I've been playing around with Windows' (new?) thread pool API. I've been following through with the example in the Using the Thread Pool Functions and I've been taking a good hard look at the API on MSDN. There's something I don't get about cleanup groups.
When invoking the SetThreadpoolCallbackCleanupGroup()
, the third parameter is described as
The cleanup callback to be called if the cleanup group is canceled before the associated object is released. The function is called when you call
CloseThreadpoolCleanupGroupMembers()
.
If my understanding is correct, the means that you can cancel pending work/io/timer items and ask it to invoke the cleanup callback function on each of these objects instead of the originally queue work/io/timer item's callback. This sounds cool, and I'd like to use it.

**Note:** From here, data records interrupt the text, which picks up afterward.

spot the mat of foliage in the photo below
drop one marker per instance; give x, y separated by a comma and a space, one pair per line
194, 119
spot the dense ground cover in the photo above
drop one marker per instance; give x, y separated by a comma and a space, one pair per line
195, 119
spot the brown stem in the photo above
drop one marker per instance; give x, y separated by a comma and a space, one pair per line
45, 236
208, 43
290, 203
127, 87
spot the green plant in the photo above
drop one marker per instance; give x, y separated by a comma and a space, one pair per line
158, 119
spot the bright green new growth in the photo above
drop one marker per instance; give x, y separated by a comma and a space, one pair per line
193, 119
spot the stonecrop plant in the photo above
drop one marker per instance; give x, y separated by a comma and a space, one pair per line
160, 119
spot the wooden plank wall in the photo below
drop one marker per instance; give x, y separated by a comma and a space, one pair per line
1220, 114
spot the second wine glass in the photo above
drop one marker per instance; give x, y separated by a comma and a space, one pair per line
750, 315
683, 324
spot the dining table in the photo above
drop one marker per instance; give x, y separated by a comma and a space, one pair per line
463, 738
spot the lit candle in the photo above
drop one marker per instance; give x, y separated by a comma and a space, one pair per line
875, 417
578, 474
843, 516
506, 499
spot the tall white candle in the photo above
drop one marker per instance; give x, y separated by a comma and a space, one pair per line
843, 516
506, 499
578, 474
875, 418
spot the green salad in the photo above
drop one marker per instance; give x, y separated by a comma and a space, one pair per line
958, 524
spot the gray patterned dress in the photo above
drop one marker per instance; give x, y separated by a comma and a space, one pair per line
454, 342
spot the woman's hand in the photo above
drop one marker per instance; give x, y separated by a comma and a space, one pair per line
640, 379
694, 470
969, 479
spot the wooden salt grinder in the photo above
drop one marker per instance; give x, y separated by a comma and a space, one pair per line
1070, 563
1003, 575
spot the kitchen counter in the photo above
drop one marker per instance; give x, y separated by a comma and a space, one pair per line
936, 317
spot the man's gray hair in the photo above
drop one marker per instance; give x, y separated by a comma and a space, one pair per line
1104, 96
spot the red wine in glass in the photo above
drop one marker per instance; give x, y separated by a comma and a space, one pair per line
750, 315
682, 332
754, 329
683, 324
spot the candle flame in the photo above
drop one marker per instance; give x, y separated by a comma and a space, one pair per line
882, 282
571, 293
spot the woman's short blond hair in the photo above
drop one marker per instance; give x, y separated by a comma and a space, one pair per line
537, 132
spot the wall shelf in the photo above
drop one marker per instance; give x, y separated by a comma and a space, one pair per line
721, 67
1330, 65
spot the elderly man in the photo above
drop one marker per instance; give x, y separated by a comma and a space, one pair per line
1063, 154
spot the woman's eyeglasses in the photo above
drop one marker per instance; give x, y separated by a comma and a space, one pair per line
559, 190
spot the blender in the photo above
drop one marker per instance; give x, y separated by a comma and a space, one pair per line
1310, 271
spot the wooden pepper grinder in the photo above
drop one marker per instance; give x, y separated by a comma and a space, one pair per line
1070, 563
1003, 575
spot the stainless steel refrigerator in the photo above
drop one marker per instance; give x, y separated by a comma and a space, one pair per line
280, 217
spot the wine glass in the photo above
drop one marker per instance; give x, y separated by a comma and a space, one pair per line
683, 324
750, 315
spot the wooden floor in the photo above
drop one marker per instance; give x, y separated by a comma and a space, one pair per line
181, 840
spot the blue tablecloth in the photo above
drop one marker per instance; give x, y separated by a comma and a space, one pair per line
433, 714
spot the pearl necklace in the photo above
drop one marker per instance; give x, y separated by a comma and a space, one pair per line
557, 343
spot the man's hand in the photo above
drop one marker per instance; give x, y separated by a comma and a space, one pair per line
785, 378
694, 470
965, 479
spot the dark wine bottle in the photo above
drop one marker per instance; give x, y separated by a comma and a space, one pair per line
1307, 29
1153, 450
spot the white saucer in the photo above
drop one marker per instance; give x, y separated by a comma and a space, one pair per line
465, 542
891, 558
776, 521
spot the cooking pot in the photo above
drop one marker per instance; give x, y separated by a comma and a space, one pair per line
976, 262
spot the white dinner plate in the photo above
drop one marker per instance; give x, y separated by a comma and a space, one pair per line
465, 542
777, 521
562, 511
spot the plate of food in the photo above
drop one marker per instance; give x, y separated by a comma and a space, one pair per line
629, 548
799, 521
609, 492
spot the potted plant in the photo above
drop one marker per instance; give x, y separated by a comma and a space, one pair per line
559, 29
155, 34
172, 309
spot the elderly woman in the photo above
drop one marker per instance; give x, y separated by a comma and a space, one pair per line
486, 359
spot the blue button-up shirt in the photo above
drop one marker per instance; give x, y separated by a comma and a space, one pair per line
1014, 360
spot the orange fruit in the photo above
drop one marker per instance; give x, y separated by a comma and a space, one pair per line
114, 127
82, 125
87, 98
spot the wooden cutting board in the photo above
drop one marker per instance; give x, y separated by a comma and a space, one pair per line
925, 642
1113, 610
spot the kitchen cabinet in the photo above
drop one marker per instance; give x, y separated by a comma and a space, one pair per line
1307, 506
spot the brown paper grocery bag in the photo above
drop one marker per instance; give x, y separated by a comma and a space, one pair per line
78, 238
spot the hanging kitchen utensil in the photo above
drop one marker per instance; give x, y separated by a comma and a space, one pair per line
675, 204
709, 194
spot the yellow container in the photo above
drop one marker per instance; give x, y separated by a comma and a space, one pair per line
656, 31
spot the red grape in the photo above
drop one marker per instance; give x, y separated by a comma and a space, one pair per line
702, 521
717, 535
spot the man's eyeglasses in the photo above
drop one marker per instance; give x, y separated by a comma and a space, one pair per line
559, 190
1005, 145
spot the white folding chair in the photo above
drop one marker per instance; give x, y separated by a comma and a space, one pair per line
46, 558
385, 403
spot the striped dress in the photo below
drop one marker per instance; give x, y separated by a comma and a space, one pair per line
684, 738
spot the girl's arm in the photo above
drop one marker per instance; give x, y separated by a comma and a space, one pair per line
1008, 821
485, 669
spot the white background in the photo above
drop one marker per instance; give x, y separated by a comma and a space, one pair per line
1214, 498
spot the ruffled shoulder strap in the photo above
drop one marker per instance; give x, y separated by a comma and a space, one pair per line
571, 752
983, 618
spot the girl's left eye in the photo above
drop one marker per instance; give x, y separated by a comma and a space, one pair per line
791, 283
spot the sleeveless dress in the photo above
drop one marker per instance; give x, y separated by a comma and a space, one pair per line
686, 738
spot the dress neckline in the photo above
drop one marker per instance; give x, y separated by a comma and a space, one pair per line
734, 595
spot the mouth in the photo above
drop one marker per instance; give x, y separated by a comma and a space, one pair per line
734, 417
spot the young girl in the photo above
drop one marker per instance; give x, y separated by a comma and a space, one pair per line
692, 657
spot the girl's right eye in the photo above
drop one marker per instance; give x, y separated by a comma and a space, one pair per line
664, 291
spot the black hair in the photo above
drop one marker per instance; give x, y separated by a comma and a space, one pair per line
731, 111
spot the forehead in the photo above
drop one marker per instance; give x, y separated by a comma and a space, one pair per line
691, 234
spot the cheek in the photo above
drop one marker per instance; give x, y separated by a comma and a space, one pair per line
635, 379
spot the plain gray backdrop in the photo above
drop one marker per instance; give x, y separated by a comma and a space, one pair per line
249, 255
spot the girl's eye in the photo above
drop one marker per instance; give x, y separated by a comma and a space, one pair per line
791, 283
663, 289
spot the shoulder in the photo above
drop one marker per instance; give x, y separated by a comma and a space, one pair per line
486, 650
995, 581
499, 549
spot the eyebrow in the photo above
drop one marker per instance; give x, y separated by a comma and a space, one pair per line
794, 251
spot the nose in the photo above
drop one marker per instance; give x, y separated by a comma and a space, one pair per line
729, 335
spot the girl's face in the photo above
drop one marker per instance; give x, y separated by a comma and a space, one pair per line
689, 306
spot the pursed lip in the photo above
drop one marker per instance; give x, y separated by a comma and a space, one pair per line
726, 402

Unfortunately, the PTP_CLEANUP_GROUP_CANCEL_CALLBACK
type used for the callback in question is not documented on MSDN and the example in question does not use this feature.
Taking the law into my own hands, I've traced back the definition to WinNT.h
and found the following.
typedef VOID (NTAPI *PTP_CLEANUP_GROUP_CANCEL_CALLBACK)(
__inout_opt PVOID ObjectContext,
__inout_opt PVOID CleanupContext
);
Removing the cruft on this funny looking declaration gets you:
typedef void ( __stdcall * PTP_CLEANUP_GROUP_CANCEL_CALLBACK )
( void* ObjectContext, void* CleanupContext );
Question: If you would have to take an educated guess, what do you think ObjectContext
and CleanupContext
refer to?
My 1st guess is that CleanupContext
is what you specify at the moment you initiate cleanup: thus the 3rd parameter to CloseThreadpoolCleanupGroupMembers()
. I'm pretty confident this guess is correct because the API calls are so directly related.
My 2nd guess is that ObjectContext
is what you specify at the moment you submit the work/io/timer item: this the 2nd parameter to CreateThreadpoolWork()
et al. I'm totally unsure that this is the case.
Can someone confim that these guesses are correct? Has anyone used this feature before?